One of the common questions we’re seeing is about package weights, and I thought it’d be worth starting a thread for ideas and feelings on this.
A reminder that the “weight” is one of the factors in our payment formula, which is summarized here: https://tidelift.com/docs/lifting/paying
The overall effect of the formula is that both small, popular packages and large, niche packages can earn money on Tidelift; large, popular packages of course earn the most money.
I’m feeling great about the “usage” part of the formula - this is the royalty-like aspect, if a project builds and maintains a package that subscribers actually use, then they get paid in proportion to their success.
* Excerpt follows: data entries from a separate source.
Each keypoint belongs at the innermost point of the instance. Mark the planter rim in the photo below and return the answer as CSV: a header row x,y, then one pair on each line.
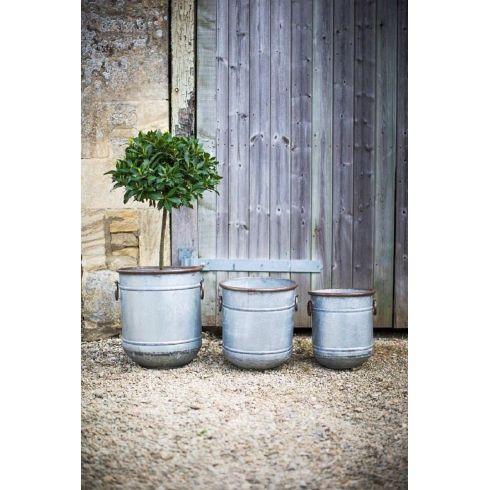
x,y
226,285
155,271
341,293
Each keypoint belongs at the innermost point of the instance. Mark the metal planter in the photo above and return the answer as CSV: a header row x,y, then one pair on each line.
x,y
258,321
161,314
342,326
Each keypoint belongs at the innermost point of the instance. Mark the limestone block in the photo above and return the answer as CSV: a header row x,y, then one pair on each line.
x,y
125,220
95,131
93,239
153,114
125,47
115,262
128,251
121,115
123,240
100,311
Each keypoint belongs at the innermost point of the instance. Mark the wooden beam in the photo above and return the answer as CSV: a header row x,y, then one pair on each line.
x,y
184,232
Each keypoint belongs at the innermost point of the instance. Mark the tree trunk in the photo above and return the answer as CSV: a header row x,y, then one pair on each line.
x,y
162,238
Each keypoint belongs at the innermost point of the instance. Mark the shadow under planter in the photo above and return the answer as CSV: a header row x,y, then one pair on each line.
x,y
161,314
But if I just upload some code to npm and nobody but me uses it, I get nothing.
The “weight” part is trickier. I thought I’d give some behind-the-scenes on what we’re doing right now and why, and leave this thread open a while for feedback and ideas.
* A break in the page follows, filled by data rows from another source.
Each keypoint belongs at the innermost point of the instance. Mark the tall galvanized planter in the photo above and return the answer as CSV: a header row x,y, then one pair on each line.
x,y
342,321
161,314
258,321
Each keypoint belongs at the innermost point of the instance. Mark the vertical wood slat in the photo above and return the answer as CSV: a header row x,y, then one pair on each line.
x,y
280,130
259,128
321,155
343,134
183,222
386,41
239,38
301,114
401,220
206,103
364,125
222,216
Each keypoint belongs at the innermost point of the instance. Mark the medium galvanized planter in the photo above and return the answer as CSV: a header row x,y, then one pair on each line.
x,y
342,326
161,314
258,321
There are some downsides to weighting by code size, but on balance we think it’s better than equal-weighting - a 2-line function and a huge framework simply shouldn’t get the same portion of fees because they aren’t the same amount of work or creating the same impact. We are mitigating the downsides in these ways:
- The formula also incorporates usage; if you make a package that’s full of junky code, someone can make a forked version without the junk and take away your usage.
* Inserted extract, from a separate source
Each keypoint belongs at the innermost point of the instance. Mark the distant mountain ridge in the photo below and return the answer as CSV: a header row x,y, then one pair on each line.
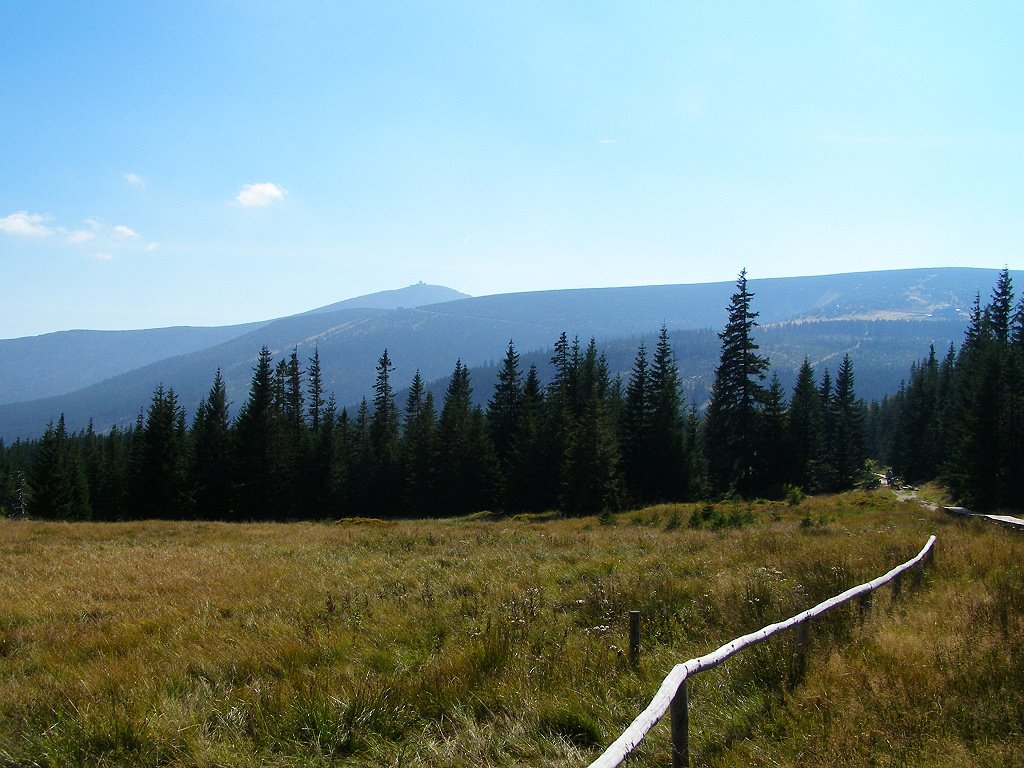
x,y
430,337
416,295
- We adjust the code size measurement to remove things like generated code, vendored code, boilerplate, and tests.
- We adjust the code size measurement to make different languages comparable.
- We will actively shut down any identifiable attempts to game this, and since gaming it hurts other maintainers in your ecosystem, we expect that gaming attempts are likely to be reported. Also, we think most OSS maintainers are ethical.
- We hope to incorporate some other measures into the weight over time.
Any way we split things up will be a little arbitrary and a little game-able.
We think “adjusted code size” has some virtues such as being fairly objective and having some relationship to maintenance effort. It’s better in our minds than equal-weighted for those reasons.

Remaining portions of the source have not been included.